Archive for category italian

Aubergine, tomato & Parmesan bake

“Every Italian cook has their own version of this classic aubergine dish ‘Melanzane alla Parmigiana’. It’s even better made a day ahead”

  • 2 garlic cloves, crushed
  • 6 tbsp olive oil
  • 2 x 400g cans chopped tomatoes
  • 2 tbsp tomato purée
  • 4 aubergines, cut into long, 5mm thick slices
  • 85g Parmesan, freshly grated
  • 20g pack basil, leaves torn
  • 1 egg, beaten

Heat oven to 200C/fan 180C/gas 6. In a shallow pan, mix together the garlic and 4 tbsp of the olive oil. Cook over a high heat for 3 mins, tip in the tomatoes, then simmer for 8 mins, stirring every now and then. Stir in the tomato purée.

Meanwhile, heat a griddle pan until very hot. Brush a few of the aubergines with a little oil, then add to the pan. Cook over a high heat until well browned and cooked through, about 5-7 mins. Turn them halfway through cooking. Lift onto kitchen paper and do the next batch.

When all the aubergines are cooked, lay a few of them in the bottom of an ovenproof dish, then spoon over some sauce.
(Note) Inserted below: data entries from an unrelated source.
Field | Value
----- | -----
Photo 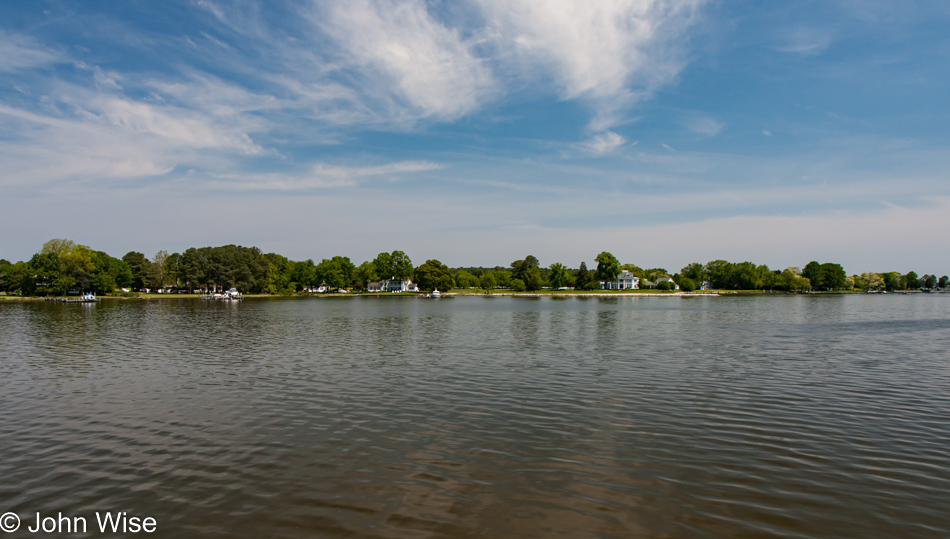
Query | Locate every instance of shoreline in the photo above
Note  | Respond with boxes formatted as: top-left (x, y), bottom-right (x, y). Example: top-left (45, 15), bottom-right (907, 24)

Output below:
top-left (0, 290), bottom-right (943, 304)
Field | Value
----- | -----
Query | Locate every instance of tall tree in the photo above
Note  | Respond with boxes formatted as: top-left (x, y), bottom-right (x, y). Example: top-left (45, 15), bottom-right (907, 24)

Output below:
top-left (373, 251), bottom-right (412, 280)
top-left (574, 262), bottom-right (597, 290)
top-left (415, 260), bottom-right (455, 291)
top-left (548, 262), bottom-right (571, 290)
top-left (122, 251), bottom-right (151, 290)
top-left (903, 271), bottom-right (920, 290)
top-left (594, 251), bottom-right (620, 281)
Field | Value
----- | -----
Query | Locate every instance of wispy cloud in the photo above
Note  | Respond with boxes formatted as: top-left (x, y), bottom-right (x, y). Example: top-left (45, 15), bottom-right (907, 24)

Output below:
top-left (204, 161), bottom-right (443, 191)
top-left (576, 131), bottom-right (627, 155)
top-left (682, 114), bottom-right (726, 137)
top-left (776, 28), bottom-right (833, 56)
top-left (0, 29), bottom-right (62, 72)
top-left (313, 0), bottom-right (496, 120)
top-left (478, 0), bottom-right (703, 131)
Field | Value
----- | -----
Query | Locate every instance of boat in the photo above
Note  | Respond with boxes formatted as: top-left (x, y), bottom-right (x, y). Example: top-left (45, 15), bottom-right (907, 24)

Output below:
top-left (62, 292), bottom-right (99, 303)
top-left (218, 288), bottom-right (244, 301)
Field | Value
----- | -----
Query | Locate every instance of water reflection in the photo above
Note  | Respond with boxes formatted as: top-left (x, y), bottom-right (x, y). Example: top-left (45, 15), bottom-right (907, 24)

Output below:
top-left (0, 296), bottom-right (950, 537)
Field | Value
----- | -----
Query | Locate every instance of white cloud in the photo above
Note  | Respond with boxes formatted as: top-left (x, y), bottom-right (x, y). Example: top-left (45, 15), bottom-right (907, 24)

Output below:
top-left (206, 161), bottom-right (442, 191)
top-left (314, 0), bottom-right (495, 120)
top-left (683, 115), bottom-right (726, 137)
top-left (776, 28), bottom-right (833, 56)
top-left (478, 0), bottom-right (703, 131)
top-left (0, 29), bottom-right (61, 72)
top-left (576, 131), bottom-right (627, 155)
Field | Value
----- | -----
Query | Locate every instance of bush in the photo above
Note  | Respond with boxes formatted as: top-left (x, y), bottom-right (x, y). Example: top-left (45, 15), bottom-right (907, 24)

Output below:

Sprinkle with Parmesan and basil leaves. Add seasoning, then repeat this process with the remaining ingredients. Finally, pour the egg over the top, sprinkle over a little more Parmesan, then bake for 20 mins or until the topping is golden.

Tip : When griddling or frying aubergine slices, you’ll find that they will absorb any amount of oil instantly. Don’t be tempted to add more! As they cook, aubergines release their juices along with some of the absorbed oil.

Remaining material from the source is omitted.